Il sistema di welfare britannico costa troppo e “non è sostenibile sul lungo termine”, ha dichiarato in Parlamento Liz Kendall, ministro del Lavoro e delle Pensioni, presentando l’atteso piano di riforma che porterà a risparmi di 5 miliardi di sterline all’anno entro il 2030.
I sussidi per la disabilità di circa un milione di persone verranno ridotti o tagliati nei prossimi anni per chi ha problemi di salute mentale meno gravi o patologie fisiche di minore entità.
I criteri di ammissibilità saranno più rigidi per incentivare queste persone a trovare un lavoro, mentre chi ha problemi di salute gravi e non risolvibili manterrà il diritto ai sussidi senza essere soggetto a verifiche.
Le modifiche al welfare sono necessarie secondo il Governo sia per motivi economici, dato che il costo del sistema assistenziale è lievitato negli ultimi anni, sia per ragioni sociali, dato che il grande numero di persone che ricevono sussidi e non hanno mai lavorato rappresenta un problema crescente.
La riforma, tuttavia, rischia di portare alla prima ribellione interna al partito da quando il Labour è andato al Governo la scorsa estate.
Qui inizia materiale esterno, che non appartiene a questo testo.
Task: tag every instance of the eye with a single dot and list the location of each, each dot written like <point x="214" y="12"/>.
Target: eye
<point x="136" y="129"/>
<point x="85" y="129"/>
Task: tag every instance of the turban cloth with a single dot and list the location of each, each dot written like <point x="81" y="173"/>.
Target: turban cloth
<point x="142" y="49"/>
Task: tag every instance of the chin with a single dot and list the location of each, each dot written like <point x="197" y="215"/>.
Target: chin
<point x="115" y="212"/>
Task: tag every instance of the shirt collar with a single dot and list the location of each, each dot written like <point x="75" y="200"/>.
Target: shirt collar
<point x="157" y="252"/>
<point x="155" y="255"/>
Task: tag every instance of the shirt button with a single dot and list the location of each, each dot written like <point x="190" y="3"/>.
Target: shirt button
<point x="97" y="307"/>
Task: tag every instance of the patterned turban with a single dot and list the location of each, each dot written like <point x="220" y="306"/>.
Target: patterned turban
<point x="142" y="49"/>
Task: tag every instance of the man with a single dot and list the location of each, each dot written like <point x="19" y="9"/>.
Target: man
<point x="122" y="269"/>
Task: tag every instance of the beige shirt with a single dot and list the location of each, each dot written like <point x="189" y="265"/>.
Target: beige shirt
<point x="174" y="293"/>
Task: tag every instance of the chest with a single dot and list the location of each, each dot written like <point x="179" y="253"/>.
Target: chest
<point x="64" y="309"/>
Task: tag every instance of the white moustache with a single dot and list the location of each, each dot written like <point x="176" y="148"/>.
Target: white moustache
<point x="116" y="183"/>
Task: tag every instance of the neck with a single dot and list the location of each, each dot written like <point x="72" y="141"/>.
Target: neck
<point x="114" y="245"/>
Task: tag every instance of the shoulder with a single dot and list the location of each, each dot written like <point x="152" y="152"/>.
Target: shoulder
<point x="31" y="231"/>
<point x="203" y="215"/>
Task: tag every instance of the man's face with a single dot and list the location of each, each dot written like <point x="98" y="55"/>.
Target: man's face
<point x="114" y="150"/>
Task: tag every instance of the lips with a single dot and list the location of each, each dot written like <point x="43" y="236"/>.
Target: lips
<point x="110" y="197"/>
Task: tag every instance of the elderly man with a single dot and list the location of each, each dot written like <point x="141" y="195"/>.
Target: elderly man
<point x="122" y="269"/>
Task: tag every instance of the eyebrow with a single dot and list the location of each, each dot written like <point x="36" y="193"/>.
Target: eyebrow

Numerosi deputati e anche alcuni ministri hanno espresso il loro disagio per la decisione di tagliare i sussidi alle persone più povere e vulnerabili, e ritengono che sarebbe preferibile imporre una tassa sui super ricchi.
Il sistema di welfare attuale va riformato perché ha “incentivi perversi”, concedendo sussidi più generosi a chi non lavora per ragioni mediche rispetto a chi ha perso o non trova lavoro: un adulto su dieci in Gran Bretagna riceve sussidi.
In particolare, il costo dei sussidi per disabilità, che era di 28 miliardi di sterline all’anno prima della pandemia, è ora di 52 miliardi e secondo le previsioni ufficiali salirà oltre quota 70 miliardi entro il 2029 se non ci saranno interventi.
Un altro dato preoccupante riguarda i giovani: negli ultimi vent’anni il numero di persone tra i 16 e i 24 anni che ricevono sussidi di disabilità per problemi di salute mentale è aumentato in modo esponenziale da 360mila a 1,28 milioni.
Questa tendenza, che si è aggravata durante e dopo la pandemia, rischia di creare una generazione di giovani che non hanno mai lavorato e per i quali sarà sempre più difficile trovare un impiego se non sono mai entrati nel mercato del lavoro.